So my shaver died while I was trimming...ya know. And now it is half way done. I don't think there's currently any aesthetic in keeping it this way...
I think my emotional moodswings have reached a new low. I cried for the entire duration of changing my tampon.
don't worry. When rigor sets in, we'll make sure to get you laid one last time.
You tried to tip the paramedic for finding you.
High enough to fry lime slices.....tasted like shit, by the way
Please tell me this is my four loko that I just woke up in....

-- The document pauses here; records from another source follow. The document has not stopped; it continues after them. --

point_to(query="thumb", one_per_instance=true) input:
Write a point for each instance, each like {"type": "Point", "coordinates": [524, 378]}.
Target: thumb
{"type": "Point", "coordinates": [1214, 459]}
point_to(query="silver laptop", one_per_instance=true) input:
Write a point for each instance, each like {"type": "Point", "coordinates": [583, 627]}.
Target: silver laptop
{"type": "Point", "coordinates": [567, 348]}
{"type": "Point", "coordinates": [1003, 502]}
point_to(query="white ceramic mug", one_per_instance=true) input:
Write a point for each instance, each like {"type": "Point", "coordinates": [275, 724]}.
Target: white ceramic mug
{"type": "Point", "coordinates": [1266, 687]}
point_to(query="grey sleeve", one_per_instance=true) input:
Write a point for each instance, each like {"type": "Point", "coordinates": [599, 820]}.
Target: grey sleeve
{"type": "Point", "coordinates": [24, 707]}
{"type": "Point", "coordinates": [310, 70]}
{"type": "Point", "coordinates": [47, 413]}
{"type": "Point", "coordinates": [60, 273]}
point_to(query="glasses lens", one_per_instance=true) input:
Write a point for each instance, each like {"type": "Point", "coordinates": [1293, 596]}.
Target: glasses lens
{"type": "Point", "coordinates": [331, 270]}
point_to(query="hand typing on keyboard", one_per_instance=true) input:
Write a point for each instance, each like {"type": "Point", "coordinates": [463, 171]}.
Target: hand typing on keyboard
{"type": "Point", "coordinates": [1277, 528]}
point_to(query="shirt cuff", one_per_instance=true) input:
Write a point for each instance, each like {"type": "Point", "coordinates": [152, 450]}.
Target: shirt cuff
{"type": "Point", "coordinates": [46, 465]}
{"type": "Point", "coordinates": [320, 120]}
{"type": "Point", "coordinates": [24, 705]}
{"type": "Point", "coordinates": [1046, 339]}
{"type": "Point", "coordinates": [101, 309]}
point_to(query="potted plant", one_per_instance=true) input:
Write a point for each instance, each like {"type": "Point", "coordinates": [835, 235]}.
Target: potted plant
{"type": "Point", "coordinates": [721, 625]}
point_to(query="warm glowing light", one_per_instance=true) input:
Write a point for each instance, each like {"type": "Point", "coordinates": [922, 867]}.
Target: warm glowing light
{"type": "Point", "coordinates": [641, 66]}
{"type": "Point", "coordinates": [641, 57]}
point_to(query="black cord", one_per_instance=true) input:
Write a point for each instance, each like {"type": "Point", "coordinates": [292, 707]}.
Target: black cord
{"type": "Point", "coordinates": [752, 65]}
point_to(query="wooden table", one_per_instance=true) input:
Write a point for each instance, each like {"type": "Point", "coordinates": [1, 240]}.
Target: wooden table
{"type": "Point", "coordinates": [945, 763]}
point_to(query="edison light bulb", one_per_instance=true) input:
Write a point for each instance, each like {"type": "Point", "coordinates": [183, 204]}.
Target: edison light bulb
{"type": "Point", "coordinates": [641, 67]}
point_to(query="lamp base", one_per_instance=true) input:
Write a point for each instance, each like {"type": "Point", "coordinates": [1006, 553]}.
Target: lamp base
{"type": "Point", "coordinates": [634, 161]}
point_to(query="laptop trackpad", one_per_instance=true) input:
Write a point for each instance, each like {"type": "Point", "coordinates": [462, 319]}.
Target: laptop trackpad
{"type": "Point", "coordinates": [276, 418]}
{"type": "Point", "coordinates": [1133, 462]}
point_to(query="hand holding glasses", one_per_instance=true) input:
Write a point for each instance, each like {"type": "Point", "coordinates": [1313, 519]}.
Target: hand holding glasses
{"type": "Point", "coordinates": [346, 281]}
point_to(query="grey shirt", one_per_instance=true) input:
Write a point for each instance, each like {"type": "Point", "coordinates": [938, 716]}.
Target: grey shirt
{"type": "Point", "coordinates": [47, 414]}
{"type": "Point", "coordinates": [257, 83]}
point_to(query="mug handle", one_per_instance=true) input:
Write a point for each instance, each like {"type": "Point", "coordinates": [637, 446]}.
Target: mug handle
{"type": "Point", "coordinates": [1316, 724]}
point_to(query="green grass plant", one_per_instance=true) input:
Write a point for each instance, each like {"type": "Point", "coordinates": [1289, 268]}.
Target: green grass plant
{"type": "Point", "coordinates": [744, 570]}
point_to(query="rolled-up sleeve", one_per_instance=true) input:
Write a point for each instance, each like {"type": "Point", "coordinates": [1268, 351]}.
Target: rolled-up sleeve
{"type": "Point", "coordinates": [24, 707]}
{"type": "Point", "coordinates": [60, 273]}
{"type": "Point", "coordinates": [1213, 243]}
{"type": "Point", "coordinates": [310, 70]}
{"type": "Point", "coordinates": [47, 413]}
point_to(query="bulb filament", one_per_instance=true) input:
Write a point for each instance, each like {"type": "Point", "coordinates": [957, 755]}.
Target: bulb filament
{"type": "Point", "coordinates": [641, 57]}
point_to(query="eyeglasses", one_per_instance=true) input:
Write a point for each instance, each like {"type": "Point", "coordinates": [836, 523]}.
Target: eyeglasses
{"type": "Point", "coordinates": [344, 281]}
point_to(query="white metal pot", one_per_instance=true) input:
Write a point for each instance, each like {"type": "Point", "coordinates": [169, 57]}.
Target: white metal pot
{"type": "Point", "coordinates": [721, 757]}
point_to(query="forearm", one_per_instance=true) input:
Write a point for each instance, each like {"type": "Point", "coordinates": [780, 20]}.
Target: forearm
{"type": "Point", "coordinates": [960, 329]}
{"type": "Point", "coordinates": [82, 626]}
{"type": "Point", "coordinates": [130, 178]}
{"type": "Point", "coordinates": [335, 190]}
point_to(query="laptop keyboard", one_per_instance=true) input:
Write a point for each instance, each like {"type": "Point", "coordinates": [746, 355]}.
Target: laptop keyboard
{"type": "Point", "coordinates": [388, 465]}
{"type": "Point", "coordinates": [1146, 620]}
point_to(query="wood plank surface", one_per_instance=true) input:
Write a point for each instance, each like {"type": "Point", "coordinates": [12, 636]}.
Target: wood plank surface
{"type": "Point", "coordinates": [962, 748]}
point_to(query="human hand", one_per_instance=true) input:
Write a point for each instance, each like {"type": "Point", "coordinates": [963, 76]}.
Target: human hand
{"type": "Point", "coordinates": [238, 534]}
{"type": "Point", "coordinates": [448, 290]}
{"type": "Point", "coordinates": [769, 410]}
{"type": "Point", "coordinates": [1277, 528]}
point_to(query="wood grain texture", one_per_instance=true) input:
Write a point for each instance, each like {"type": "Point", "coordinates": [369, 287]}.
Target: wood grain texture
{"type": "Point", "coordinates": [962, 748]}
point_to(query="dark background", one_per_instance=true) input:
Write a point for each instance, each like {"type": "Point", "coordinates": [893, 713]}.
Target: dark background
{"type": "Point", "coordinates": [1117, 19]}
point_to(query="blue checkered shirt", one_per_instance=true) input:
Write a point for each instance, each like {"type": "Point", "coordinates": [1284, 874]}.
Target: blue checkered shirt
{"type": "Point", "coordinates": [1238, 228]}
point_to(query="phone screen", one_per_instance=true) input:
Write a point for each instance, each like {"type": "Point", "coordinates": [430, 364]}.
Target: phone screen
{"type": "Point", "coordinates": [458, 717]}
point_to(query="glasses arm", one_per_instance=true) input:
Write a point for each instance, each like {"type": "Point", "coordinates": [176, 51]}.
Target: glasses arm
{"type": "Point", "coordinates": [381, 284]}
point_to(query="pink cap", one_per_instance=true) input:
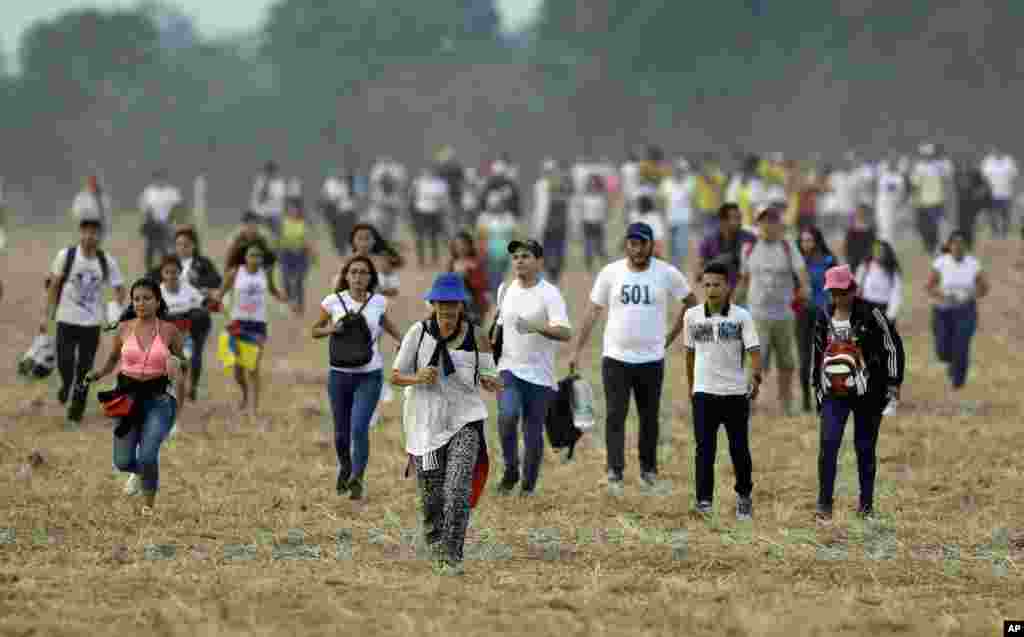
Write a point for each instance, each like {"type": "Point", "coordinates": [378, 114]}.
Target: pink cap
{"type": "Point", "coordinates": [839, 278]}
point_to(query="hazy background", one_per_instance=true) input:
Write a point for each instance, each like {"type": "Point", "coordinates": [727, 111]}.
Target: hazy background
{"type": "Point", "coordinates": [321, 85]}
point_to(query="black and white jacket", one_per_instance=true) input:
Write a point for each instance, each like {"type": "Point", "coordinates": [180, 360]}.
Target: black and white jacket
{"type": "Point", "coordinates": [879, 340]}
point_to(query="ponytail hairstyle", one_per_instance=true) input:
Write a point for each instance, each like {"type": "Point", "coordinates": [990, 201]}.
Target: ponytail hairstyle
{"type": "Point", "coordinates": [945, 249]}
{"type": "Point", "coordinates": [889, 262]}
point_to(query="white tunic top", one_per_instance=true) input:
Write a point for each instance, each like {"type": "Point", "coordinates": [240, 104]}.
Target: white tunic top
{"type": "Point", "coordinates": [432, 414]}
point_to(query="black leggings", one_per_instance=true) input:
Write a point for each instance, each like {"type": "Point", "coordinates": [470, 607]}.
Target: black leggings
{"type": "Point", "coordinates": [644, 382]}
{"type": "Point", "coordinates": [77, 347]}
{"type": "Point", "coordinates": [428, 226]}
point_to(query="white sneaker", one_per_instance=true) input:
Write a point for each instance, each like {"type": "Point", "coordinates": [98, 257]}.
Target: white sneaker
{"type": "Point", "coordinates": [134, 485]}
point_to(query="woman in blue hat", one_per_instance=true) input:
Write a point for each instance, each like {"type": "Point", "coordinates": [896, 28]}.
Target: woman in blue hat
{"type": "Point", "coordinates": [444, 362]}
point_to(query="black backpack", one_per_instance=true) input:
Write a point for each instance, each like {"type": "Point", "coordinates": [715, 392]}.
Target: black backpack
{"type": "Point", "coordinates": [352, 345]}
{"type": "Point", "coordinates": [559, 423]}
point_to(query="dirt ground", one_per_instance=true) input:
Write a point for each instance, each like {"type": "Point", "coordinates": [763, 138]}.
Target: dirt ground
{"type": "Point", "coordinates": [250, 539]}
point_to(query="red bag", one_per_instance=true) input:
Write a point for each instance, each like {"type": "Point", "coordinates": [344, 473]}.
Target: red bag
{"type": "Point", "coordinates": [118, 407]}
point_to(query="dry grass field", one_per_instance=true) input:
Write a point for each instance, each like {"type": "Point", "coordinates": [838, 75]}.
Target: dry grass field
{"type": "Point", "coordinates": [249, 538]}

Just saw the stripper pole on the road that we threw out of the party bus last night
so do you, all the weight can't fall on me. I'll befriend a ball pit owner if you will befriend a drug dealer. teamwork.
I can't in good conscience help you bag a Catholic girl who isn't at least a 7.
How would I get in touch with Carly Rae Jepsen if I wanted to thank her for the loss of my virginity?
A man and his most likely hooker just bought us Taco Bell.
Also I played a weird game of chicken in the ladies room at work between myself the person pooping 2 stalls over and a very determined maintenance man.
You know you're too high when you find yourself crying at " hand in my pocket" by Alanis Morissette because it's "just TOO REAL"
I remember grabbing your ass. So firm. So right. I don't regret it.
I wish I were single again so I could actually have sex.